Bir soyun ortak kurucuları: Tolstoy ve Ahmed Arif
Edebiyatımıza kazandırdığı sadece bir kitabıyla var olan Ahmed Arif... Ama öyle bir kitap ki gönülden gönüle, nesilden nesile dolaşıyor. Hasreti, doğayı, insanı, toprağı; dünü, bugünü, yarını anlatıyor. Ölüm yıl dönümünde bilinmeyenleriyle Ahmed Arif ve "Hasretinden Prangalar Eskittim" kitabının üçüncü şahıs anlatısı…
"Ben büyük değilim. Halkımın sıradan ve gariban bir ozanıyım. Lütfen bunu belirt. Buna inanıyorum ve onur duyuyorum. Bazı adamlar "Son elli yılın en iyi kitabını ben yazdım" diyorlar. O kendi iddiası muhteremin."

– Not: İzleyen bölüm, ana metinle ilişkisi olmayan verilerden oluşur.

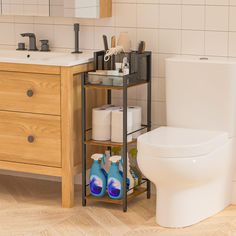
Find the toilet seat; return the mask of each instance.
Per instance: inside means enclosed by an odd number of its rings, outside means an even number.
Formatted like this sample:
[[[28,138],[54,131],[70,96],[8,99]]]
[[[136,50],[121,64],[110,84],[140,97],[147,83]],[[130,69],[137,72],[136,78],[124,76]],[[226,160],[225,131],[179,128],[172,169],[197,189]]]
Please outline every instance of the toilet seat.
[[[138,138],[138,148],[157,158],[191,158],[209,154],[228,142],[225,132],[160,127]],[[148,147],[148,148],[147,148]]]

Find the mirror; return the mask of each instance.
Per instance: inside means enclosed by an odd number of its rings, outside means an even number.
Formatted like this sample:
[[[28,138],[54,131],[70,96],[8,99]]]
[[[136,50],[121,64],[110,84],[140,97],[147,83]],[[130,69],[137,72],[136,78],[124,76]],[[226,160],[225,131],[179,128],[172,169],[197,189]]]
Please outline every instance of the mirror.
[[[50,0],[2,0],[2,15],[49,16]]]
[[[2,15],[111,17],[112,0],[0,0]]]

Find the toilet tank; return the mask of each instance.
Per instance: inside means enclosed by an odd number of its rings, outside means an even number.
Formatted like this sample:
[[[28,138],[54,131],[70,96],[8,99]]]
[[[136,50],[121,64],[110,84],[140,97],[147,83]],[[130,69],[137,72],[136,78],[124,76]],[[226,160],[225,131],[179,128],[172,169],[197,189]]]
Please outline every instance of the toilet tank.
[[[166,59],[167,125],[235,136],[236,60]]]

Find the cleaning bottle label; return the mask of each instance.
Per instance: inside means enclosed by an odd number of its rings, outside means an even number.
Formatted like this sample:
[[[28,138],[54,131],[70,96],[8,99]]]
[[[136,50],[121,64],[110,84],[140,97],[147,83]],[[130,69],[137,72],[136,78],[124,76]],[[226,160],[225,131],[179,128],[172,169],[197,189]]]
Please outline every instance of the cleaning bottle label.
[[[108,179],[108,193],[111,197],[119,197],[121,192],[121,183],[116,178],[109,178]]]
[[[102,192],[103,183],[97,175],[91,175],[89,185],[92,194],[99,195]]]

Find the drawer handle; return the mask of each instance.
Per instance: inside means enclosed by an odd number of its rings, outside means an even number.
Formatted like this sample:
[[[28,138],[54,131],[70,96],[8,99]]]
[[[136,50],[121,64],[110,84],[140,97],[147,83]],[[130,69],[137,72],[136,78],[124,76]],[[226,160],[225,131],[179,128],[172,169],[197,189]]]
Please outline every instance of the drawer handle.
[[[33,135],[29,135],[29,136],[28,136],[28,142],[29,142],[29,143],[33,143],[34,140],[35,140],[35,138],[34,138]]]
[[[26,94],[29,98],[31,98],[34,96],[34,91],[32,89],[29,89],[29,90],[27,90]]]

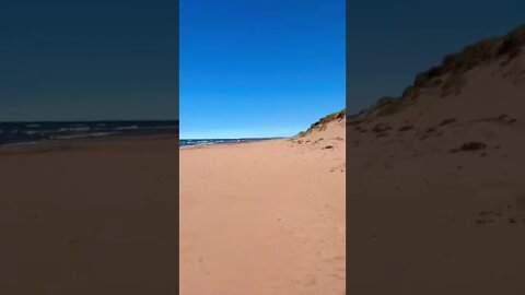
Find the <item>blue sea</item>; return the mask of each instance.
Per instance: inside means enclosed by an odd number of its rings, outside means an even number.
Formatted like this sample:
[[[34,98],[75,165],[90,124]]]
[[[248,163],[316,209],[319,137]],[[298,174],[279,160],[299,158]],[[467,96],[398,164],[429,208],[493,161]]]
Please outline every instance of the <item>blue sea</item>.
[[[182,139],[178,141],[179,146],[197,146],[197,145],[212,145],[224,143],[241,143],[261,140],[271,140],[279,138],[248,138],[248,139]]]
[[[178,134],[178,121],[0,122],[0,145],[73,139]]]

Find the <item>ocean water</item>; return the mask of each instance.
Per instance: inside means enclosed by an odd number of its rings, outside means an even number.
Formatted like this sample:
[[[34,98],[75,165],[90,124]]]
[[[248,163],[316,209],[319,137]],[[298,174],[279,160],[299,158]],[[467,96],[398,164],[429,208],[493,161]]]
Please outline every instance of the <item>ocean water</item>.
[[[211,145],[211,144],[224,144],[224,143],[240,143],[250,141],[271,140],[278,138],[249,138],[249,139],[182,139],[178,141],[179,146],[197,146],[197,145]]]
[[[178,121],[0,122],[0,145],[72,139],[177,134]]]

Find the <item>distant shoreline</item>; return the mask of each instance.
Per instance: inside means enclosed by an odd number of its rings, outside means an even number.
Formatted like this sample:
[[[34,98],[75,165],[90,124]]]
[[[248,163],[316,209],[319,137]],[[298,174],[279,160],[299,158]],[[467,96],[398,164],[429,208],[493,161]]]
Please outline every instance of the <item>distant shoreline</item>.
[[[243,138],[243,139],[180,139],[178,146],[180,149],[202,148],[210,145],[238,144],[248,142],[258,142],[267,140],[279,140],[288,138]]]

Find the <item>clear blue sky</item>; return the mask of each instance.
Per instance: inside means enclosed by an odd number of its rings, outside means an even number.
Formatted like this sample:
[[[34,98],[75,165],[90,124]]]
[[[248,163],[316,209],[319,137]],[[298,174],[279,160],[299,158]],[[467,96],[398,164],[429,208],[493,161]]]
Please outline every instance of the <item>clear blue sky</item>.
[[[180,138],[293,135],[345,108],[345,0],[180,0]]]
[[[349,1],[348,110],[399,95],[416,73],[525,23],[523,0]]]
[[[177,5],[1,0],[0,121],[176,119]]]

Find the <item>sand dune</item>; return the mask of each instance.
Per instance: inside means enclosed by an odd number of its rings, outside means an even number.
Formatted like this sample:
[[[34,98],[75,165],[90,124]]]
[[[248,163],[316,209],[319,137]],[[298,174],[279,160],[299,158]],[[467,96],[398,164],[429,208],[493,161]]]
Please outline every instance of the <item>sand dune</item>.
[[[343,294],[345,120],[182,149],[180,294]]]
[[[524,44],[349,121],[353,294],[525,294]]]

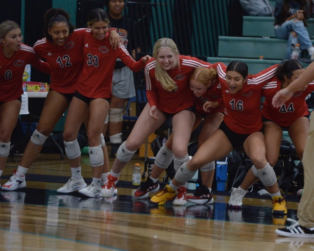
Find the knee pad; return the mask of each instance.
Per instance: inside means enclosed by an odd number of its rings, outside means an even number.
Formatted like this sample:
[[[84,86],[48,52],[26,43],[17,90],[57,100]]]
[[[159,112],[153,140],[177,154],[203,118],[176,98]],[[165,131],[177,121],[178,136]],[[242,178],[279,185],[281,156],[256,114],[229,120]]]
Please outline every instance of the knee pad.
[[[122,162],[127,162],[132,159],[133,155],[135,153],[136,151],[129,151],[126,148],[126,142],[123,142],[118,149],[117,152],[117,158]]]
[[[48,138],[47,136],[42,134],[35,129],[30,137],[30,141],[34,145],[40,146],[44,144]]]
[[[275,171],[268,162],[262,169],[257,169],[255,166],[252,166],[252,171],[265,186],[272,186],[277,182]]]
[[[92,167],[99,167],[104,165],[104,153],[102,146],[88,147],[89,163]]]
[[[181,165],[182,165],[184,162],[187,162],[190,160],[190,156],[188,154],[186,154],[185,156],[184,156],[183,158],[181,158],[181,159],[178,159],[176,158],[175,156],[173,157],[173,164],[174,166],[175,170],[177,172],[179,169],[180,168]]]
[[[109,121],[112,122],[123,121],[123,108],[110,108],[109,109]]]
[[[11,142],[4,143],[0,142],[0,157],[7,157],[10,153]]]
[[[111,144],[121,144],[122,143],[122,133],[119,132],[109,136],[109,139],[110,139],[110,143]]]
[[[103,147],[105,146],[105,137],[104,137],[104,134],[103,133],[100,134],[100,145]]]
[[[193,177],[196,171],[191,171],[187,168],[186,162],[184,162],[176,173],[175,178],[179,182],[185,184]]]
[[[159,149],[155,158],[155,164],[158,167],[165,169],[172,161],[173,153],[169,150],[165,145]]]
[[[215,161],[211,161],[211,162],[207,164],[205,166],[202,166],[200,170],[202,172],[209,172],[215,170]]]
[[[80,148],[78,139],[73,141],[64,141],[64,149],[67,156],[69,159],[75,159],[80,155]]]

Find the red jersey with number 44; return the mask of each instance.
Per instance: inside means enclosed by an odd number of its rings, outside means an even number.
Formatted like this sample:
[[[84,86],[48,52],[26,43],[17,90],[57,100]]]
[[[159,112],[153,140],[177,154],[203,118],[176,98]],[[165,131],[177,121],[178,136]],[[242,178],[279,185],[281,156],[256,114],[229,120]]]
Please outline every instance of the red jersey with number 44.
[[[265,97],[265,101],[262,114],[281,126],[289,126],[298,118],[310,114],[305,98],[314,91],[314,82],[310,83],[305,91],[294,93],[291,99],[280,108],[275,108],[272,104],[273,97],[281,90],[281,81],[275,76],[263,87],[262,95]]]

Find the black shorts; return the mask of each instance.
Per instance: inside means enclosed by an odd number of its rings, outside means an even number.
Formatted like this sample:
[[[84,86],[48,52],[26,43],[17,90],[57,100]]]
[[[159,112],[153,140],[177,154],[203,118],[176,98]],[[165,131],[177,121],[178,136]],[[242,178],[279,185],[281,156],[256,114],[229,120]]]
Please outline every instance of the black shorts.
[[[84,96],[82,94],[79,93],[78,91],[75,92],[74,94],[74,97],[77,98],[79,100],[81,100],[83,102],[85,102],[87,104],[89,104],[91,101],[96,99],[96,98],[88,98],[87,97]],[[108,102],[110,103],[110,99],[104,99],[104,100],[106,100]]]
[[[49,89],[49,91],[53,91],[53,90],[52,90],[52,89],[50,88]],[[72,100],[72,99],[73,98],[73,97],[74,97],[74,93],[62,93],[61,92],[57,92],[58,93],[60,93],[60,94],[62,94],[62,95],[63,95],[65,98],[68,100],[68,101],[69,102],[71,102],[71,100]]]
[[[310,120],[310,114],[308,114],[307,115],[304,116],[303,117],[305,117],[305,118],[307,118],[309,119],[309,120]],[[277,124],[275,121],[270,120],[269,119],[267,119],[267,118],[265,118],[264,117],[263,117],[263,116],[262,116],[262,121],[263,123],[264,122],[267,122],[268,121],[270,121],[271,122],[274,122],[274,123],[276,123],[276,124]],[[289,130],[289,126],[281,126],[279,125],[278,126],[281,127],[283,131],[288,131],[288,130]]]
[[[251,134],[235,132],[227,126],[224,121],[221,122],[218,129],[221,130],[226,134],[235,150],[237,151],[244,150],[243,144],[244,141]],[[260,131],[262,131],[262,130],[261,129]]]
[[[193,106],[191,106],[190,107],[187,108],[186,109],[184,109],[184,110],[187,110],[188,111],[191,111],[192,112],[193,112],[194,113],[196,113],[196,109],[195,108],[195,105],[193,105]],[[169,113],[168,112],[163,112],[163,114],[166,116],[166,118],[167,119],[169,119],[169,118],[171,118],[172,117],[173,117],[175,114],[178,113],[178,112],[176,112],[175,113]]]

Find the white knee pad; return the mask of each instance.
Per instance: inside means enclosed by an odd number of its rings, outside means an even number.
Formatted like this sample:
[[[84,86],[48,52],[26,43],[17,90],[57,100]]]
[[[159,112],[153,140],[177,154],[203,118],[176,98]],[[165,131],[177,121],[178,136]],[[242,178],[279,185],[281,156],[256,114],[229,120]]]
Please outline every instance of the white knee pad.
[[[11,142],[4,143],[0,142],[0,157],[7,157],[10,153]]]
[[[175,170],[177,172],[179,169],[184,162],[187,162],[190,160],[190,156],[188,154],[186,154],[183,158],[181,158],[181,159],[179,159],[176,158],[175,156],[173,157],[173,164],[174,166]]]
[[[47,136],[42,134],[35,129],[30,137],[30,141],[34,145],[40,146],[44,144],[48,138]]]
[[[182,184],[185,184],[190,180],[196,173],[196,171],[191,171],[186,166],[186,162],[183,163],[176,173],[175,178]]]
[[[109,121],[112,122],[123,121],[123,108],[110,108],[109,109]]]
[[[105,146],[105,137],[104,137],[104,134],[103,133],[101,133],[100,134],[100,145],[103,147]]]
[[[75,159],[80,155],[80,149],[78,139],[73,141],[64,141],[64,148],[67,156],[69,159]]]
[[[215,170],[215,161],[211,161],[211,162],[207,164],[205,166],[202,166],[200,170],[202,172],[209,172]]]
[[[88,154],[89,162],[93,167],[104,165],[104,153],[101,145],[98,147],[88,147]]]
[[[155,158],[155,164],[158,167],[165,169],[172,161],[173,153],[165,145],[163,145],[159,149]]]
[[[136,151],[129,151],[126,148],[126,142],[123,142],[118,149],[117,152],[117,158],[122,162],[127,162],[132,159],[133,155],[135,153]]]
[[[255,166],[252,166],[252,171],[265,186],[272,186],[277,182],[275,171],[268,162],[262,169],[257,169]]]
[[[122,143],[122,133],[119,132],[113,135],[109,136],[109,139],[111,144],[121,144]]]

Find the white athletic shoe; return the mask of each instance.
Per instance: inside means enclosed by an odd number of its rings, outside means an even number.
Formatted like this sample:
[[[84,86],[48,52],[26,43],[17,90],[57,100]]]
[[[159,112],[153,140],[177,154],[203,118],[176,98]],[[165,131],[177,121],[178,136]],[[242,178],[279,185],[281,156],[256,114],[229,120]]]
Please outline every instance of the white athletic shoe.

“BENİM KİTABIMI EMEKÇİLER OKUR, ONLARIN PARASI KISITLIDIR”
"Ahmed Arif'le Ankara'da mülkiyede öğrenciyken 1977'de tanışmıştım. Zafer çarşısının ortasındaki Sivaslı Mahmut'un kahvesinde uzun bir muhabbetin ardından 'Hasretinden Prangalar Eskittim' kitabının yeni baskısını imzalayıp vermişti. O anda farkına vardığı kitabın 6 lira olan zamlı fiyatından dolayı da yayıncıya, benim kitabımı emekçiler okur, onların da parası kısıtlıdır, deyip söylenmişti hiç unutmam." (Şeyhmus Diken)
“SABAHA KADAR DAYAK YEDİM”
"1950 ya da 1951 yılında Otuz Üç Kurşun" şiiri yüzünden geldiler götürdüler beni. "Oku" dediler, okumadım. "Oku" dediler ya, inat ettim. "Ölürüm okumam" dedim. Ne hakkınız var. Küfür edip dayak attılar sabaha kadar… "
“DÖVDÜKTEN SONRA TELLERDEN DIŞARI ATTILAR”
"Ankara'da üniversite öğrencisiydim. Şimdi Atatürk Spor Salonu var ya, o zaman spor salonu yok, stadyum berilere kadar geliyor. Antrenman falan yapıyor çocuklar orada. Çevresi tellerle gerili. Dövdükten sonra o tellerden aşağıya attılar beni. Orada öylece kalmışım. Sabah çöpçüler gelip buluyorlar. Sokak köpekleri gelip gelip kokladılar beni. Ödüm koptu, ölü sanıp yiyecekler diye. Acıyıp oradan çıkarıyorlar. Bir taksi çağırıyorlar. "Paran var mı oğlum?" diyorlar, "Var" diyorum. Ve eve gelip bir hafta yattım."